Code “Dash” To Light Up To The Beat Of A Song
Lesson Plan for Grade 3
OVERVIEW & PURPOSE
Students are exploring how to code using the smart robots, Dash and Dot. This lesson will help prepare the third graders for a coding project they will be working on for the lower school homecoming float.
- Next Generation Science Standards
- Common Core
- Integrated Math, English, Language Arts, & Science
- Problem Solving
- Planning out a series of instructions
- Write a program
- Test- see if your program works
- Debugging- find where you made a mistake in your program instruction and make, make changes as necessary!
- Dash smart robot
VERIFICATIONSteps to check for student understanding
- How would you explain, in words, the code that your group wrote?

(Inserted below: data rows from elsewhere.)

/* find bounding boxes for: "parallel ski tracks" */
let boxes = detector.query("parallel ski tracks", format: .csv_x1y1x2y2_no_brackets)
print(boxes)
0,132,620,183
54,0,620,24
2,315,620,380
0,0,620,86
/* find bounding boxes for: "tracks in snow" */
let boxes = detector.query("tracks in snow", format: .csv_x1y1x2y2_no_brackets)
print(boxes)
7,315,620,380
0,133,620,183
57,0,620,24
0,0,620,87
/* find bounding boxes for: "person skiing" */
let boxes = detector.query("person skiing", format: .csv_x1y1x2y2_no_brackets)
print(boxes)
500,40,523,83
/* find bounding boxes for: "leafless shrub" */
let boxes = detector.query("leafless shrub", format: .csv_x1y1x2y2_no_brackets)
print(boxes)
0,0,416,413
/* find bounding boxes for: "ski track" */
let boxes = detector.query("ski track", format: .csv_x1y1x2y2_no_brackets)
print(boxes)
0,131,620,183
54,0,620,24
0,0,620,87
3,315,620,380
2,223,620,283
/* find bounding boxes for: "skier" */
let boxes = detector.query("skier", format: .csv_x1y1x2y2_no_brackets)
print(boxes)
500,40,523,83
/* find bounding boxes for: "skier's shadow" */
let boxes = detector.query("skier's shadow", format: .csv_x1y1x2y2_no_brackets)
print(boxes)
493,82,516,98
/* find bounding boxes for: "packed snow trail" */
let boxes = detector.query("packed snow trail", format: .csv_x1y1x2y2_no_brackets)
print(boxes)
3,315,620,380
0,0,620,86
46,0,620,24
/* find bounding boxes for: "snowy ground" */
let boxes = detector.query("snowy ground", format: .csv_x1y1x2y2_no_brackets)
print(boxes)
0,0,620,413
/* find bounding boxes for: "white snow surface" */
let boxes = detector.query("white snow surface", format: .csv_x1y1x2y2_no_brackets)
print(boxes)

- How did you come up with a solution to change your program if it did not work and what were the individual steps?
- Why is coding important and give some examples of real life things we are able to do use from computer programming? (music, art, games, apps, internet)
ACTIVITYIn groups, students will prepare a program using the blockly app and only use blocks from the control and light group. The goal of this lesson is to have students practice coding a program to the beat & rhythm of a song. Each group will be given an easy childhood song, such as “Itsy bitsy spider,” “A,B,C..,” and will work together to code a program. We will share the programs at the end of class. This activity is to help the students practice for a project we will be using for homecoming.
Recap written by Mrs. Yandell:
The third graders have been learning about coding programs and have had the opportunity to explore writing programs for our smart robots using the Blockly app. This year, we are going to have our third graders' code lighting programs for our smart robots that flash and change colors the beat of a song, which we will use for our homecoming STEAM float.
Last week, we practiced coding lighting programs using easy kid songs such as “Row, Row, Row Your Boat,” and “Mary Had a Little Lamb.”
The class was broken into groups of four students which each group was given a different song. Before they started coding their programs, we practiced to “Row, Row,Row Your Boat,” and I had the class count how many syllables were in each word and observe if there were any “rests” within the song. Using the Blockly app, students were only allowed to use two categories, the light and control blocks. The light block changes the color of the robots heart, ears, and eye, whereas the control category offer loops (repeats) and wait (rest) blocks.At the end of class, each group shared the light program, and either sang their song or asked the class to sing it along with performing their light show! This was a great opportunity for the students to think creatively and explore coding.